To test if a word is valid, we have the following:

bool
isvalid (string word)
{
  Dict *d = &root;
  for (auto & c : word) {
    c = tolower (c) - 'a';
    if (!d -> next [c]) return (false);
    d = d -> next [c];
  }
  return (d -> terminal);
}

I can just hear the relays in the central office clicking away! Each letter is used as an index into the 26 element array, and if we can't proceed to the next letter, then it's not a word! If we were able to process all the letters, then it might be a word. We use the terminal bool to tell if that letter is the end of a word. For example, “app” is a word, and so is “apple” — but if I looked up “app”, there are more letters possible. The terminal flag will be set when I encounter “app,” letting me know that that sub-string is a word on its own and is thus ok.
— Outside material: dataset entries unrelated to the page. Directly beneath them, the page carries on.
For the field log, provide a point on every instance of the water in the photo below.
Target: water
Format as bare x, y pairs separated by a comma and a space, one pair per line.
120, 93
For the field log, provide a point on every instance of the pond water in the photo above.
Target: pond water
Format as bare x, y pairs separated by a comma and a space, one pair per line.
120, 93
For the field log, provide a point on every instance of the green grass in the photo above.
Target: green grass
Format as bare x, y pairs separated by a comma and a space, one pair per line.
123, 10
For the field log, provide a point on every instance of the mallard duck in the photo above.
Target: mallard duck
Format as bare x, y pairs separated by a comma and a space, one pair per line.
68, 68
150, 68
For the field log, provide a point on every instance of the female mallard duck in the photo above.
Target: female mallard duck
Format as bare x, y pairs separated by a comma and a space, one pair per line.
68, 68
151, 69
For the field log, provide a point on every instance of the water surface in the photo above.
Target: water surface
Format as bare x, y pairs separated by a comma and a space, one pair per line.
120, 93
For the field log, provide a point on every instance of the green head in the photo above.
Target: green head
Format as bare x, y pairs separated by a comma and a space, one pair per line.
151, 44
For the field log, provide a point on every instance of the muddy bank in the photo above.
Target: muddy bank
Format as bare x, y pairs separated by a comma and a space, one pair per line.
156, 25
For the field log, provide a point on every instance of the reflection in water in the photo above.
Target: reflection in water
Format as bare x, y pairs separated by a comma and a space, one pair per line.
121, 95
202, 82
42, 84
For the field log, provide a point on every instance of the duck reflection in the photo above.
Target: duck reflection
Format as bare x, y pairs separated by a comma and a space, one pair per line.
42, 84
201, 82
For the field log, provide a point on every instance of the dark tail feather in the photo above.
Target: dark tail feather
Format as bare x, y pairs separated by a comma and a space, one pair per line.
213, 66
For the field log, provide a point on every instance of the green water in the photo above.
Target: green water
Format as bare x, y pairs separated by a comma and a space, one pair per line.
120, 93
The opposite works too — just getting “flou” isn't enough — it's not a real word. The word “flour” is good, or “flounder,” but not “flou”. Thus, “flou” would have terminal set to false.

Finally, here's the code for isprefix. The implementation is just the same as isvalid, except we're ok with the word just being a prefix, and not a full word.

bool
isprefix (string word)
{
  Dict *d = &root;
  for (auto & c : word) {
    c = tolower (c) - 'a';
    if (!d -> next [c]) return (false);
    d = d -> next [c];
  }
  return (true);
}

Size?

Yes. It's big. On a 64-bit architecture, each pointer is 64 bits. Assuming some padding, each Dict structure is thus 27 x 8 = 216 bytes:

Dictionary Words Characters Dict objects Bytes
small 2,294 16,172 5,183 1.1MB
big 171,855 1,691,993 380,468 82.2MB
(ratio) 74.9X 104.6X 73.4X

Interesting, no? The ratio of object sizes is smaller (albeit slightly) than the number of word sizes.

Comparing objects to words gives a 2.26X ratio for the small dictionary and a 2.21X ratio for the big one.

Speed?

I'm glad you asked — it's the fastest. Whereas a binary search would have to do some number (we had said between 12 and 18, above) of lookups, each of which would require a comparison of at least one letter, this just walks along the letter and does a direct lookup.